De grootste groep Joden van buiten de Sovjet-Unie kwam uit het Duitse Rijk, waaronder hier wordt verstaan het oude Duitsland, het geannexeerde Oostenrijk en het Protektorat Bohemen en Moravië, deel van het voormalige Tsjecho-Slowakije. De 59.000 ‘Duitse’ Joden werden aangevoerd in twee perioden. In november 1941 bestond het voornemen 50.000 Joden te verdrijven naar de getto’s van Riga en Minsk. Om hen te huisvesten moesten eerst beide getto’s worden ontdaan van de daar wonende ‘eigen’ Joden. In Minsk executeerden de nazi’s 12.000 Wit-Russische Joden uit het getto; In Riga werden 27.500 Letlandse Joden geëxecuteerd bij Rumbula. Echter de overbrenging van de Duitse Joden kon niet zonder problemen worden voltooid. Nadat de eerste 7.000 Joden waren aangekomen in Minsk moesten de deportaties voorlopig worden gestopt bij gebrek aan transportmiddelen. De Joden die bestemd waren voor Riga, konden niet meteen terecht in het getto, omdat de moord op de daar wonende Letlandse Joden nog niet was voltooid. Daarom reden vijf treinen met in totaal 5.000 Joden naar Kaunas in plaats van naar Riga. De plaatselijke leiders van Einsatzgruppe A in Kaunas besloten op eigen initiatief de Duitsers bij aankomst te executeren bij Fort IX. Deze moord leidde in Duitsland zelf tot enige verontwaardiging, waarna Himmler verbood om voorlopig Duitse Joden nog te vermoorden. Maar dit verbod hield niet lang stand. Enkele weken later arriveerden 20.000 Joden wel in Riga. Duizend van hen werden bij aankomst meteen vermoord; de anderen kwamen in het getto. Van hen stierven er duizenden in het getto; 2.000 mannen gingen naar dwangarbeiderskampen.

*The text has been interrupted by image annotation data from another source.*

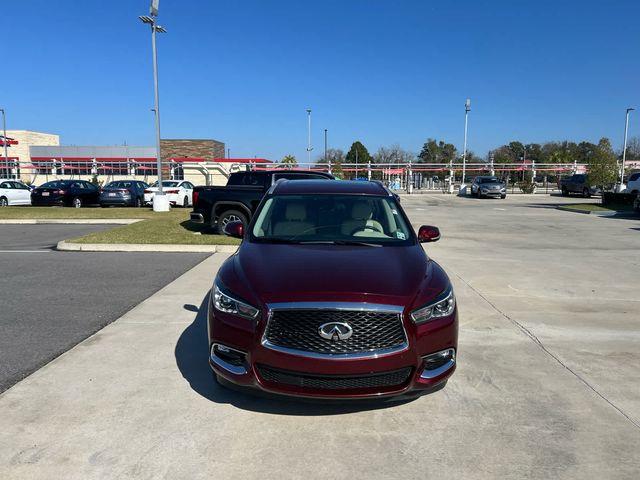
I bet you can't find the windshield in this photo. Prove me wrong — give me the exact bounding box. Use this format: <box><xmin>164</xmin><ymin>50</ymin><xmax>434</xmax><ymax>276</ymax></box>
<box><xmin>251</xmin><ymin>194</ymin><xmax>414</xmax><ymax>246</ymax></box>
<box><xmin>150</xmin><ymin>180</ymin><xmax>180</xmax><ymax>187</ymax></box>
<box><xmin>40</xmin><ymin>180</ymin><xmax>64</xmax><ymax>188</ymax></box>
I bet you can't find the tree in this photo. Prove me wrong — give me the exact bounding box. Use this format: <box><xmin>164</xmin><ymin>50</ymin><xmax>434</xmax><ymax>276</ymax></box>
<box><xmin>581</xmin><ymin>138</ymin><xmax>618</xmax><ymax>191</ymax></box>
<box><xmin>316</xmin><ymin>148</ymin><xmax>344</xmax><ymax>178</ymax></box>
<box><xmin>418</xmin><ymin>138</ymin><xmax>457</xmax><ymax>163</ymax></box>
<box><xmin>345</xmin><ymin>141</ymin><xmax>371</xmax><ymax>180</ymax></box>
<box><xmin>280</xmin><ymin>155</ymin><xmax>298</xmax><ymax>167</ymax></box>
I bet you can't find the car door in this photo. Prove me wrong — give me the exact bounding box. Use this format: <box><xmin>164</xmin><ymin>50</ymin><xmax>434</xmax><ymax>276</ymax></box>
<box><xmin>0</xmin><ymin>181</ymin><xmax>14</xmax><ymax>205</ymax></box>
<box><xmin>11</xmin><ymin>182</ymin><xmax>31</xmax><ymax>205</ymax></box>
<box><xmin>182</xmin><ymin>182</ymin><xmax>193</xmax><ymax>207</ymax></box>
<box><xmin>82</xmin><ymin>182</ymin><xmax>100</xmax><ymax>205</ymax></box>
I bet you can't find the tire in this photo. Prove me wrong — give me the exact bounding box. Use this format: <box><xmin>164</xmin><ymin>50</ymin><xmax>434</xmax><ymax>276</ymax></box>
<box><xmin>217</xmin><ymin>210</ymin><xmax>249</xmax><ymax>235</ymax></box>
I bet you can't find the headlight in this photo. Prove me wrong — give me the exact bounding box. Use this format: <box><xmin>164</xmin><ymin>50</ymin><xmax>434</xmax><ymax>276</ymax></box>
<box><xmin>411</xmin><ymin>287</ymin><xmax>456</xmax><ymax>325</ymax></box>
<box><xmin>213</xmin><ymin>284</ymin><xmax>260</xmax><ymax>320</ymax></box>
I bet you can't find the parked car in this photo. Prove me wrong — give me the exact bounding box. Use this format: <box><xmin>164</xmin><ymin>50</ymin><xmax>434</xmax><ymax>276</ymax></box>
<box><xmin>144</xmin><ymin>180</ymin><xmax>193</xmax><ymax>208</ymax></box>
<box><xmin>191</xmin><ymin>170</ymin><xmax>334</xmax><ymax>235</ymax></box>
<box><xmin>31</xmin><ymin>180</ymin><xmax>100</xmax><ymax>208</ymax></box>
<box><xmin>471</xmin><ymin>176</ymin><xmax>507</xmax><ymax>199</ymax></box>
<box><xmin>560</xmin><ymin>173</ymin><xmax>601</xmax><ymax>197</ymax></box>
<box><xmin>625</xmin><ymin>172</ymin><xmax>640</xmax><ymax>193</ymax></box>
<box><xmin>100</xmin><ymin>180</ymin><xmax>149</xmax><ymax>207</ymax></box>
<box><xmin>208</xmin><ymin>180</ymin><xmax>458</xmax><ymax>399</ymax></box>
<box><xmin>0</xmin><ymin>178</ymin><xmax>31</xmax><ymax>207</ymax></box>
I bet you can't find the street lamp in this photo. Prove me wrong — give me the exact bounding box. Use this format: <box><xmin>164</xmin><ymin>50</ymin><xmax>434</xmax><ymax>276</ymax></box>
<box><xmin>307</xmin><ymin>108</ymin><xmax>313</xmax><ymax>165</ymax></box>
<box><xmin>620</xmin><ymin>107</ymin><xmax>635</xmax><ymax>189</ymax></box>
<box><xmin>0</xmin><ymin>108</ymin><xmax>9</xmax><ymax>174</ymax></box>
<box><xmin>138</xmin><ymin>0</ymin><xmax>169</xmax><ymax>212</ymax></box>
<box><xmin>324</xmin><ymin>128</ymin><xmax>331</xmax><ymax>173</ymax></box>
<box><xmin>462</xmin><ymin>98</ymin><xmax>471</xmax><ymax>185</ymax></box>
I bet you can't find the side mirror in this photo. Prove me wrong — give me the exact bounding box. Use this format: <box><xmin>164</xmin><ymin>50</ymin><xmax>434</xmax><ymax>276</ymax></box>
<box><xmin>223</xmin><ymin>222</ymin><xmax>244</xmax><ymax>238</ymax></box>
<box><xmin>418</xmin><ymin>225</ymin><xmax>440</xmax><ymax>243</ymax></box>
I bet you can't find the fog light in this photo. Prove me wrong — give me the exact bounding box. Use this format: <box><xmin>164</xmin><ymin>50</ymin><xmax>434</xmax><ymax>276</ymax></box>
<box><xmin>420</xmin><ymin>348</ymin><xmax>456</xmax><ymax>379</ymax></box>
<box><xmin>211</xmin><ymin>343</ymin><xmax>247</xmax><ymax>367</ymax></box>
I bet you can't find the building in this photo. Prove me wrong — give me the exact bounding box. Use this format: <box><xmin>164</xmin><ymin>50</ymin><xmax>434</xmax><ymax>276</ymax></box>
<box><xmin>0</xmin><ymin>130</ymin><xmax>60</xmax><ymax>178</ymax></box>
<box><xmin>0</xmin><ymin>130</ymin><xmax>272</xmax><ymax>185</ymax></box>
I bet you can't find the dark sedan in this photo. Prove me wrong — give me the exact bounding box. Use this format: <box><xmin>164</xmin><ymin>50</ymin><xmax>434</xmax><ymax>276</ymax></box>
<box><xmin>208</xmin><ymin>180</ymin><xmax>458</xmax><ymax>399</ymax></box>
<box><xmin>100</xmin><ymin>180</ymin><xmax>148</xmax><ymax>207</ymax></box>
<box><xmin>31</xmin><ymin>180</ymin><xmax>100</xmax><ymax>208</ymax></box>
<box><xmin>471</xmin><ymin>176</ymin><xmax>507</xmax><ymax>198</ymax></box>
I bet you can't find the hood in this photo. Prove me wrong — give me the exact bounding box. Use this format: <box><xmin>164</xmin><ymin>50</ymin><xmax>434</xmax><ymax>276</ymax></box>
<box><xmin>228</xmin><ymin>242</ymin><xmax>430</xmax><ymax>305</ymax></box>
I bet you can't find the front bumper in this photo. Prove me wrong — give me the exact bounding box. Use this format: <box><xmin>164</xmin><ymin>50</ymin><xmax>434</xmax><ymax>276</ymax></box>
<box><xmin>208</xmin><ymin>298</ymin><xmax>458</xmax><ymax>399</ymax></box>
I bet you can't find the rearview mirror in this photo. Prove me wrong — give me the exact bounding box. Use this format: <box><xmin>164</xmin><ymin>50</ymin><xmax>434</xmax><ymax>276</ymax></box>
<box><xmin>418</xmin><ymin>225</ymin><xmax>440</xmax><ymax>243</ymax></box>
<box><xmin>222</xmin><ymin>222</ymin><xmax>244</xmax><ymax>238</ymax></box>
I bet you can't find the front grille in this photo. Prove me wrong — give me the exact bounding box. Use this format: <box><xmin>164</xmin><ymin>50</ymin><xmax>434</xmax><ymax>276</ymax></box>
<box><xmin>256</xmin><ymin>365</ymin><xmax>411</xmax><ymax>390</ymax></box>
<box><xmin>265</xmin><ymin>310</ymin><xmax>407</xmax><ymax>355</ymax></box>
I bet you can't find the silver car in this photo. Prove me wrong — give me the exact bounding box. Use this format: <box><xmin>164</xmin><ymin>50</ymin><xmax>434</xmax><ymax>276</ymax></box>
<box><xmin>471</xmin><ymin>176</ymin><xmax>507</xmax><ymax>198</ymax></box>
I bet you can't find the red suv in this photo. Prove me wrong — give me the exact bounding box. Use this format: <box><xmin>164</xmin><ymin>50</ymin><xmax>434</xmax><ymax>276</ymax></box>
<box><xmin>208</xmin><ymin>180</ymin><xmax>458</xmax><ymax>398</ymax></box>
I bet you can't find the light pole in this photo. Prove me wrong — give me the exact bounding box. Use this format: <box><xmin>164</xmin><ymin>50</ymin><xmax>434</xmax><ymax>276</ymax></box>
<box><xmin>307</xmin><ymin>108</ymin><xmax>313</xmax><ymax>165</ymax></box>
<box><xmin>324</xmin><ymin>128</ymin><xmax>331</xmax><ymax>173</ymax></box>
<box><xmin>620</xmin><ymin>107</ymin><xmax>635</xmax><ymax>190</ymax></box>
<box><xmin>0</xmin><ymin>108</ymin><xmax>9</xmax><ymax>175</ymax></box>
<box><xmin>462</xmin><ymin>98</ymin><xmax>471</xmax><ymax>185</ymax></box>
<box><xmin>138</xmin><ymin>5</ymin><xmax>169</xmax><ymax>212</ymax></box>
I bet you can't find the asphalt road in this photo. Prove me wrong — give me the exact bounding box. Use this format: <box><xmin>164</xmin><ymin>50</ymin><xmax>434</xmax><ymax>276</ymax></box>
<box><xmin>0</xmin><ymin>195</ymin><xmax>640</xmax><ymax>480</ymax></box>
<box><xmin>0</xmin><ymin>225</ymin><xmax>207</xmax><ymax>392</ymax></box>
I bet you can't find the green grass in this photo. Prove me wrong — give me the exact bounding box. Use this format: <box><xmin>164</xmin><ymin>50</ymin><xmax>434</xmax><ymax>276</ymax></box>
<box><xmin>0</xmin><ymin>207</ymin><xmax>240</xmax><ymax>245</ymax></box>
<box><xmin>561</xmin><ymin>203</ymin><xmax>633</xmax><ymax>212</ymax></box>
<box><xmin>0</xmin><ymin>207</ymin><xmax>158</xmax><ymax>220</ymax></box>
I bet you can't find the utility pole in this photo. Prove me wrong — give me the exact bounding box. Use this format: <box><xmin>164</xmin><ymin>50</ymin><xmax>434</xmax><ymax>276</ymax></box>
<box><xmin>462</xmin><ymin>98</ymin><xmax>471</xmax><ymax>185</ymax></box>
<box><xmin>307</xmin><ymin>108</ymin><xmax>313</xmax><ymax>165</ymax></box>
<box><xmin>138</xmin><ymin>0</ymin><xmax>170</xmax><ymax>212</ymax></box>
<box><xmin>620</xmin><ymin>107</ymin><xmax>635</xmax><ymax>190</ymax></box>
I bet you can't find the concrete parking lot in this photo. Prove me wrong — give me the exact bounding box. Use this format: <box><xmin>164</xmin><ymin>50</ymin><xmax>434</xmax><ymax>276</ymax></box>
<box><xmin>0</xmin><ymin>195</ymin><xmax>640</xmax><ymax>479</ymax></box>
<box><xmin>0</xmin><ymin>225</ymin><xmax>206</xmax><ymax>394</ymax></box>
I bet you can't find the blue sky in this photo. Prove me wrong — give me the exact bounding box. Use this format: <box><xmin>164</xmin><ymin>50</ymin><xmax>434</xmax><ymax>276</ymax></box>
<box><xmin>5</xmin><ymin>0</ymin><xmax>640</xmax><ymax>160</ymax></box>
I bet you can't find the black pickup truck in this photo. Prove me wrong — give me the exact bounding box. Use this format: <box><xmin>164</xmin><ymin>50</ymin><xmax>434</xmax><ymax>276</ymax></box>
<box><xmin>191</xmin><ymin>170</ymin><xmax>334</xmax><ymax>234</ymax></box>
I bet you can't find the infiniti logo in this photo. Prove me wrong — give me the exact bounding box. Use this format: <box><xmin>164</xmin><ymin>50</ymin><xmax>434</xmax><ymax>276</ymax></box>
<box><xmin>318</xmin><ymin>322</ymin><xmax>353</xmax><ymax>341</ymax></box>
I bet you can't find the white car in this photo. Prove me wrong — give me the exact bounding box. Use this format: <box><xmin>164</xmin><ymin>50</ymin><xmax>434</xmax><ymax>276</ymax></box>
<box><xmin>144</xmin><ymin>180</ymin><xmax>193</xmax><ymax>208</ymax></box>
<box><xmin>0</xmin><ymin>179</ymin><xmax>31</xmax><ymax>207</ymax></box>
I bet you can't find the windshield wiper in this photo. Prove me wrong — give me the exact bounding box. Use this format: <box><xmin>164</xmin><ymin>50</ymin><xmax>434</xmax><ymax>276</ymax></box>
<box><xmin>298</xmin><ymin>240</ymin><xmax>382</xmax><ymax>247</ymax></box>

Tussen februari en mei 1942 waren de transporten uit Duitsland naar Ostland onderbroken. In die periode werden tienduizenden Duitse Joden gedeporteerd naar getto’s in het Generalgouvernement Polen en van daaruit vermoord in de gaskamers tijdens Operation Reinhard. Toen Hans Frank weigerde om nog meer Duitse Joden op te nemen, reden opnieuw deportatietreinen naar Ostland. 17.000 Joden werden naar Minsk getransporteerd en zij kwamen terecht in het vernietigingskamp Maly Trostinec, waar sommigen werden geëxecuteerd en anderen vergast in de mobiele gaswagens. Ook kwamen 5.000 Joden terecht in het getto van Riga, waar zij de nog 16.000 overlevenden van de deportaties van 1941 aantroffen. Beide groepen werden tijdens de tweede moordgolf geëxecuteerd bij Rumbula. Ongeveer 2.000 Duitse Joden gingen naar het Estische Raasiku. Zij werden deels vermoord bij Kalevi-Liivi, deels doorgestuurd als dwangarbeiders naar de groeves waar schaliegesteente werd gewonnen voor de productie van olie.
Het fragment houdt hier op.